Vll brauchen wir auch in dem Bereich mehr Zuwanderung durch Fachkräfte
> „Der Erwerb mathematischer Kompetenzen ist eng verbunden mit übergreifenden Zielen zur **Entwicklung der Persönlichkeit und des sozialen Lernens wie der Kooperationsfähigkeit,** der Fähigkeit zur Organisation des eigenen Lernens und der Bereitschaft, die eigenen Fähigkeiten verantwortungsvoll einzusetzen“, heißt es dort. Der Mathematikunterricht solle sich „an den Lernergebnissen und Lernprozessen der Lernenden“ orientieren, „konstruktiv mit Fehlern und Präkonzepten“ umgehen und individuelle Lernwege ermöglichen, „damit mathematisches Wissen flexibel und mit Einsicht in vielfältigen kontextbezogenen Situationen angewendet werden kann“. Ein bloßes „Abrufen automatisierter Ergebnisse und die Ausführung vorgegebener Verfahren“ reiche dafür ausdrücklich nicht aus. […] Kinder, die dann eingeschult werden, lernen bestimmte Rechenverfahren erst in der weiterführenden Schule – oder gar nicht mehr in der klassischen Form.
[Erinnert mich stark an die Simpsons](https://youtu.be/o08lSq_a7vw?si=3X5Ha5XLty3RPluo&t) Bringt den Kindern doch einfach Mathe bei anstatt Persönlichkeitsentwicklung. Und wenn man es nicht mal mehr schafft, die Grundrechenarten in der Grundschule zu lehren, dann redet das nicht schön, sondern sucht nach den verf*ckten Ursachen dafür und beseitigt sie!

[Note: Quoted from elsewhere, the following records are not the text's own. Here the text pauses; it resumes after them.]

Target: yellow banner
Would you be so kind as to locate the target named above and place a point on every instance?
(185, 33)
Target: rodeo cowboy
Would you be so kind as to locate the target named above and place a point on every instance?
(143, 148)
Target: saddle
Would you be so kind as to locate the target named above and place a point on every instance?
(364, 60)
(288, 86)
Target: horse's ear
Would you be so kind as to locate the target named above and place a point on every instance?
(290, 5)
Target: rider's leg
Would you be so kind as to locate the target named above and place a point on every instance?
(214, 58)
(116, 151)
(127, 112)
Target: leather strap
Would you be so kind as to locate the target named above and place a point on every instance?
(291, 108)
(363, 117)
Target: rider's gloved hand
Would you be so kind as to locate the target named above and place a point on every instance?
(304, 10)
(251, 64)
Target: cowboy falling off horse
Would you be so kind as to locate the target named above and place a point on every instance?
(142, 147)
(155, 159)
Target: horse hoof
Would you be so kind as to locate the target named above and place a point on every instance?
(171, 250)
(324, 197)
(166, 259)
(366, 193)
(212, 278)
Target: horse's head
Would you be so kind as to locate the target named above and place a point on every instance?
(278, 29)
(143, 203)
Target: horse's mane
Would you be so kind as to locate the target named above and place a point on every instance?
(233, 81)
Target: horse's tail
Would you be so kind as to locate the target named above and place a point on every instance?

Mathe versteht man indem man Aufgaben macht und irgendwann Muster erkennt. Andersrum ist es doch immer so dass man denkt man versteht „die konzepte“ aber in der Klausur ist dann das „Blackout“ lol.
Ich hab nach der Grundschule noch einmal schriftliches Dividieren gebraucht. Und das war in der 7. Klasse in nem Physiktest wo ich meinen Taschenrechner vergessen hatte und der Lehrer mir verboten hat den noch schnell zu holen.
Ach deshalb sind Generationen an der Division gescheitert und alle in der Grundschule sitzen geblieben.
Oh wait…
Alle die hier irgendwas von „erinnern“, „damals“ oder „früher“ reden dürfen sich gerne mal verpissen oder den Artikel ganzheitlich lesen. Ihr Bratzen.